The figure represents 6.5% of the N8,961,955,000 that was allocated to the purchase of motor vehicles in its 2025 budget.
This is despite pending N4,423,800,309 from the N8,282,000,000 allocation for motor vehicle purchases in 2024.
School Facilities, public toilets, rural roads construction ignored
The Guardian also observed that the state government had not touched the allocation for school repairs, construction of school facilities, and public toilets within the stipulated period.
A total of N16,585,474,743.10 was allocated for the repairs and rehabilitation of public schools in the state’s 2025 budget, but this allocation was left untouched in the budget performance document for Q1 2025.
Similarly, N1,000,000,000 was allocated for the construction of rural roads in the state.

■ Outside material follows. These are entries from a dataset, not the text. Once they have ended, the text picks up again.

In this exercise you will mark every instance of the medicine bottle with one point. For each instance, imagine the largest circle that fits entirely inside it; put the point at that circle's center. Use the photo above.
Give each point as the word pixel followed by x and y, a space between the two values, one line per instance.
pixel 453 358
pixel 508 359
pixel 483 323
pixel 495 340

Like the allocation for public school repairs, it was also left untouched, according to the Q1 2025 budget performance document.
The Guardian also observed that the state allocated N150,000,000 for the construction of public toilets in 2024, yet spent nothing on these constructions at the end of that year.
In 2025, it also allocated N180,000,000 for the construction of public toilets. At the end of the first quarter of 2025, the allocation remained untouched.

This is despite the state government’s plan to end open defecation in the state by 2025.
Construction/provision of school facilities received an allocation of N2.5 billion in the state’s 2025 budget. However, a look at the budget performance document for the first quarter of 2025 reveals that the allocation remained untouched during that period.
In October 2024, the Kwara State Sports Commission Chairman, Bola Magaji, said 95 percent of schools in Kwara State now lack fields for sporting activities.
Magaji further noted that it was a challenge to the state’s sporting sector.